Wasn't that helpful ..........2007-01-10
The examples in this book were too advanced for the project I was working on. In the end it was just a waste of time. I wish I'd spent my money on a book more suitible to my needs. Nuff said.
A Very Good Start and Maybe As Far as YOU need to go.......2006-10-29
You would think that as long as the RS-232 serial port has been around that every engineer would know all about it. But that's simply not true. People are still out there interfacing all manner of equipment using a serial interface.
In the Serical Port Complete you will find just about everything you need to know about interfacing to and programming for a serial port. Note that I say 'just about' everything you need to know, that's because who knows what you'll really be planning to do. Suffice to say that this is an introductory book. It assumes that you have little knowledge of PC's, a little knowledge of electronics. From there it tells you how to interface to an outside line using any of several common UARTs, and then how to program your PC to handle the resulting port.
If you are looking for something more complex; current loop or selecting data out of a stream, then I recommend you start here before going on the more complex literature.
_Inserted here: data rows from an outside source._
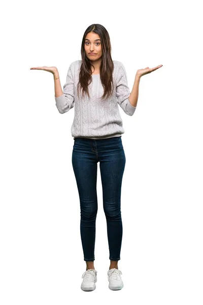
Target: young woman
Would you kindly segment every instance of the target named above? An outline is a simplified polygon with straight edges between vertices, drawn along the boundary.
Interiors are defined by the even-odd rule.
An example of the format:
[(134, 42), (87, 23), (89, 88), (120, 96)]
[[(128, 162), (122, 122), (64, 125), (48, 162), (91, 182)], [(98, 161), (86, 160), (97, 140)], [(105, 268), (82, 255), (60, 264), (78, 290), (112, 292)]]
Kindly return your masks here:
[(118, 268), (122, 237), (121, 191), (125, 156), (121, 135), (124, 133), (118, 105), (127, 115), (133, 114), (141, 76), (162, 67), (137, 71), (131, 93), (123, 65), (113, 60), (110, 39), (100, 24), (85, 30), (81, 45), (82, 60), (72, 63), (62, 90), (55, 67), (38, 67), (53, 74), (56, 106), (60, 113), (75, 105), (71, 128), (74, 144), (72, 164), (80, 198), (80, 233), (86, 270), (81, 288), (93, 290), (97, 281), (94, 266), (95, 222), (97, 212), (96, 180), (99, 162), (109, 248), (109, 287), (121, 289), (123, 283)]

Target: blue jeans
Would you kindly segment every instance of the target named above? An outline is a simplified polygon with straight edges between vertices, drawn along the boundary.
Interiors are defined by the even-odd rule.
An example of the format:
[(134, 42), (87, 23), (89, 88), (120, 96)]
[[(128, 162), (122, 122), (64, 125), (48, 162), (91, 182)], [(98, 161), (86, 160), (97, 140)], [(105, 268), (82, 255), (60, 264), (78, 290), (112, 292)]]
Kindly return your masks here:
[(80, 233), (84, 260), (93, 261), (97, 212), (96, 180), (99, 162), (103, 207), (107, 220), (109, 259), (119, 260), (123, 227), (121, 193), (125, 156), (121, 137), (76, 138), (72, 164), (80, 202)]

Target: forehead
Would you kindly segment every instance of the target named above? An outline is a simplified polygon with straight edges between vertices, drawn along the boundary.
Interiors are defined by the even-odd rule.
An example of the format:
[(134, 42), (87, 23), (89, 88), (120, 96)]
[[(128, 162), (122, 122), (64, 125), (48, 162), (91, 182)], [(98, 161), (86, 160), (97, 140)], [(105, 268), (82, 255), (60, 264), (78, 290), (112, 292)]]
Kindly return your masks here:
[(88, 33), (85, 37), (85, 40), (95, 41), (97, 40), (100, 40), (100, 39), (99, 36), (98, 34), (96, 34), (96, 33)]

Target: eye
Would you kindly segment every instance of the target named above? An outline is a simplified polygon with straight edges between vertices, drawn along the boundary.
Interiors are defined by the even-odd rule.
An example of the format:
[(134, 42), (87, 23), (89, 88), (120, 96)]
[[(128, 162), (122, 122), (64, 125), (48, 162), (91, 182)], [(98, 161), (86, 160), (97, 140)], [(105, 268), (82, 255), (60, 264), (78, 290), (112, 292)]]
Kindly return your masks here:
[[(86, 42), (85, 42), (85, 44), (87, 44), (87, 43), (89, 43), (89, 42), (88, 42), (88, 41), (86, 41)], [(99, 42), (96, 42), (96, 43), (98, 43), (98, 44), (99, 44), (99, 45), (100, 44), (100, 43), (99, 43)]]

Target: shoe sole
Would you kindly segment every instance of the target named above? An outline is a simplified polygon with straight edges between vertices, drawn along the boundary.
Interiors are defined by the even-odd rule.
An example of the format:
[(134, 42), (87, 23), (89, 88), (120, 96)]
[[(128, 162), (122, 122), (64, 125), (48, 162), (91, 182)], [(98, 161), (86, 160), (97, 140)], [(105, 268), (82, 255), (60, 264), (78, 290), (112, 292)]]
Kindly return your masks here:
[(120, 290), (120, 289), (122, 289), (122, 288), (123, 287), (123, 284), (122, 285), (121, 285), (120, 286), (117, 286), (117, 287), (111, 286), (110, 286), (110, 285), (109, 285), (109, 288), (110, 289), (111, 289), (111, 290)]

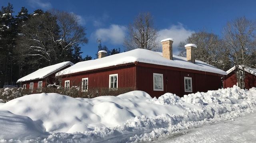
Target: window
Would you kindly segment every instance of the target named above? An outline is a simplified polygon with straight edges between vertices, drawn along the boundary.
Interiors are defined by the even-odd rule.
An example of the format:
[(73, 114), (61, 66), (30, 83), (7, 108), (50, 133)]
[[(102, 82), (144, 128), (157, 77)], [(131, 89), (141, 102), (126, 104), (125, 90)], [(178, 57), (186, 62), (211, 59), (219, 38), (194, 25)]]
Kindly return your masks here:
[(164, 76), (163, 74), (153, 73), (154, 91), (164, 91)]
[(33, 88), (34, 88), (34, 82), (30, 82), (29, 83), (29, 90), (30, 92), (33, 92)]
[(109, 75), (109, 88), (118, 88), (118, 74)]
[(65, 89), (68, 89), (69, 90), (69, 82), (70, 82), (70, 80), (65, 80)]
[(88, 78), (82, 79), (82, 92), (88, 91)]
[(192, 92), (192, 78), (184, 77), (184, 88), (185, 92)]
[(40, 92), (42, 92), (42, 88), (43, 85), (43, 81), (38, 81), (38, 83), (37, 84), (37, 90)]

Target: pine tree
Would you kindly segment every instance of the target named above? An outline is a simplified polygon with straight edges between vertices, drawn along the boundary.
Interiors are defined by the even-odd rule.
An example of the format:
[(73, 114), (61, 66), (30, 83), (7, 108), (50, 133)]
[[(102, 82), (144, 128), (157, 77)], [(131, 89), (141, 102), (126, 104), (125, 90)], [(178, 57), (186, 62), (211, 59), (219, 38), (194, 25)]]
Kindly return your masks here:
[(12, 5), (2, 6), (0, 12), (0, 88), (12, 80), (12, 51), (16, 35)]
[(74, 46), (74, 50), (72, 54), (72, 62), (76, 63), (81, 61), (83, 61), (81, 54), (83, 52), (81, 52), (81, 47), (78, 44), (76, 44)]

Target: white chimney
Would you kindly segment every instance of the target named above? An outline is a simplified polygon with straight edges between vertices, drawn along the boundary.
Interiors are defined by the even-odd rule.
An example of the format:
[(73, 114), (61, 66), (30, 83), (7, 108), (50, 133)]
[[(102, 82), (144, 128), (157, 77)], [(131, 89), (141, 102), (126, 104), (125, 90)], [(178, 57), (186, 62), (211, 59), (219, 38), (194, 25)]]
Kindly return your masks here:
[(187, 61), (195, 63), (195, 49), (197, 46), (194, 44), (188, 44), (185, 45), (187, 53)]
[(169, 60), (172, 59), (172, 38), (167, 38), (161, 41), (163, 48), (163, 57)]
[(107, 51), (105, 50), (100, 50), (98, 52), (98, 59), (103, 58), (107, 55)]

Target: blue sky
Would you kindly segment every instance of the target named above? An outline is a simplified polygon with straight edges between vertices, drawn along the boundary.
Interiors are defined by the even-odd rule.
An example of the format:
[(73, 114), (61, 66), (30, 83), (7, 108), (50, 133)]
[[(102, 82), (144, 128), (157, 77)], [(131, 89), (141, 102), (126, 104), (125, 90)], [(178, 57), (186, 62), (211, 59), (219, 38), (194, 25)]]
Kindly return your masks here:
[(140, 12), (153, 15), (159, 39), (174, 39), (174, 54), (180, 41), (192, 33), (204, 29), (221, 36), (228, 21), (245, 16), (256, 19), (256, 0), (0, 0), (1, 6), (8, 2), (18, 12), (25, 6), (32, 13), (37, 9), (54, 8), (74, 12), (87, 29), (88, 44), (82, 46), (82, 56), (95, 57), (98, 50), (97, 38), (111, 49), (120, 47), (127, 35), (127, 26)]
The programming in this book is illustrated using Visual Basic. If you work in some other language such as C++, it will not be difficult to convert.
A Good Serial Communications thru Visual BASIC Book - - - Hard to find!!!.......2005-12-03
i dont know why others didn't like the book. But for me, this is the best book for engineers who wants to interface their prototypes electronic projects to computers. questions i've been asking years ago about interfacing my projects using serial port are covered here...which you can't find with other books...(at least here in asia. The approach is practical yet accompanied by theories, a good combination in learning.)
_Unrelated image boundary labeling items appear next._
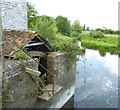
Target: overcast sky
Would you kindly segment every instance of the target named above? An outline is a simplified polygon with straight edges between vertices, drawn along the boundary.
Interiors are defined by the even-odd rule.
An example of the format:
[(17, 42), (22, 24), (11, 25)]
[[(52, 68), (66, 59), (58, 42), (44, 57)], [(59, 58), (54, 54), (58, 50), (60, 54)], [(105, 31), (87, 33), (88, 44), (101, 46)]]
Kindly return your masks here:
[(27, 0), (35, 5), (40, 15), (67, 17), (71, 23), (78, 19), (80, 24), (95, 28), (118, 29), (119, 0)]

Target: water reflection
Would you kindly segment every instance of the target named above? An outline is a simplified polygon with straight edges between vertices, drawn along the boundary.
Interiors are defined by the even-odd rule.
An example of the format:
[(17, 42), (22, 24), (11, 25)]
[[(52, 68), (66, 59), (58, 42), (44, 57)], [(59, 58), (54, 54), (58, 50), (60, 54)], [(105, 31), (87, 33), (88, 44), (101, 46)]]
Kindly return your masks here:
[(77, 62), (75, 108), (118, 108), (118, 56), (86, 49), (85, 57), (86, 72)]

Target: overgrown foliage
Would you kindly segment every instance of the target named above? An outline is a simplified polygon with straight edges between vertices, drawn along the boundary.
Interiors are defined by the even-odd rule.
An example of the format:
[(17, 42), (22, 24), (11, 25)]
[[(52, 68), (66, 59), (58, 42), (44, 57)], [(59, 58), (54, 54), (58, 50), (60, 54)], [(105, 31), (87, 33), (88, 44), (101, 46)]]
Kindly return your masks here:
[(82, 27), (80, 26), (79, 20), (75, 20), (71, 26), (71, 36), (76, 37), (82, 32)]
[(58, 32), (62, 33), (63, 35), (70, 35), (70, 21), (66, 17), (56, 17), (55, 23), (58, 28)]
[(101, 31), (91, 31), (89, 36), (93, 38), (103, 38), (104, 34)]
[(37, 16), (29, 22), (29, 28), (36, 31), (46, 40), (51, 41), (55, 38), (54, 18), (49, 16)]
[(31, 3), (27, 3), (27, 17), (28, 21), (30, 21), (32, 18), (36, 17), (38, 15), (37, 10), (34, 8), (34, 5)]

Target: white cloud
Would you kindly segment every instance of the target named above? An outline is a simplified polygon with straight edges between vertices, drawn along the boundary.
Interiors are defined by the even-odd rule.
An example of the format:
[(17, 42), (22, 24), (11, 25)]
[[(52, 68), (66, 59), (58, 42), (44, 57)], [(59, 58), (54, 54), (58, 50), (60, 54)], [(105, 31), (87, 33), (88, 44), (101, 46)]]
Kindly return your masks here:
[(40, 15), (56, 17), (63, 15), (72, 22), (91, 28), (107, 27), (118, 29), (119, 0), (27, 0), (35, 4)]

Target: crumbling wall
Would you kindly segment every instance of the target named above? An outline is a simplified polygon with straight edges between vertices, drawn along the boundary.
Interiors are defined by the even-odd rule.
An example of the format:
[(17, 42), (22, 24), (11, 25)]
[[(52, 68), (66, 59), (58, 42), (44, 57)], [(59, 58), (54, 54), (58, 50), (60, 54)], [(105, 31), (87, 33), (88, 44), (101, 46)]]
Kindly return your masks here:
[[(23, 61), (26, 67), (37, 70), (33, 60)], [(5, 89), (2, 90), (3, 108), (30, 108), (37, 101), (38, 88), (18, 60), (5, 61)]]
[(64, 53), (50, 52), (47, 56), (48, 83), (55, 83), (63, 88), (48, 101), (39, 99), (35, 108), (61, 108), (74, 94), (76, 63), (71, 62)]

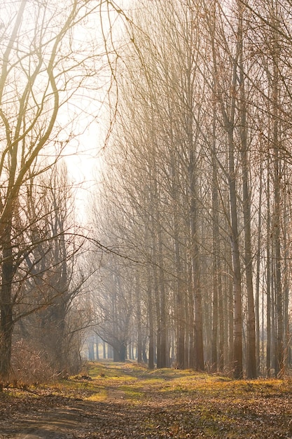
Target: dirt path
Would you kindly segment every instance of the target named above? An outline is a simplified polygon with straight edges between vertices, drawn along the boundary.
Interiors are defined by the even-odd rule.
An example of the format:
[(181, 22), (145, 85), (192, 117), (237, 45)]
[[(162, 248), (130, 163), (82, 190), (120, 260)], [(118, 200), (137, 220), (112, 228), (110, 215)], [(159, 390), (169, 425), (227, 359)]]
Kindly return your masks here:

So for those newbies as well as advanced users seeking for enlightenment about serial ports, why don't you try this book? for me, it is a treasure. Thank you very much Jan for sharing your knowledge. =)
Anyway, for those reviewers who criticizes the use of Visual BASIC in projects, all I can say is that:
Why make life complicated when you can make it simpler yet working??? besides, C C++ VB PASCAL etc. they all serve one purpose in the virtual life, to interface the real world and computers.They are like mathematical equations which may have different coefficients but has the same meaning/curve.
Get it???
Good work jan!!!
Very practical and easy to read.......2005-06-18
I needed to interface an embedded controller to a PC's serial port for a senior design project and this was the only resource I needed. The discussion of MSComm assumes a knowledge of Visual Basic. The book also discusses the 8150 - 16550 UARTs and methods of directly communicating with it. Explains linking a uC to a PC via RS-232 very well. I did not get in to the RS-485 stuff.
The book also assumes a basic knowledge of electronics, although I'm sure you can get by without it. Most schematics are high level and easy to understand
Book Description
PC COM ports, USB virtual COM ports, and ports in embedded systems are all addressed in this updated guide to programming, interfacing, and using serial ports. Topics include using .NET’s SerialPort class for COM-port communications on PCs; upgrading existing RS-232 designs to USB or wireless networks; and creating serial networks of embedded systems and PCs. Example circuits and code provide a quick start to projects. Installation and maintenance staff will also find tips for ensuring reliable operation and problem tracking.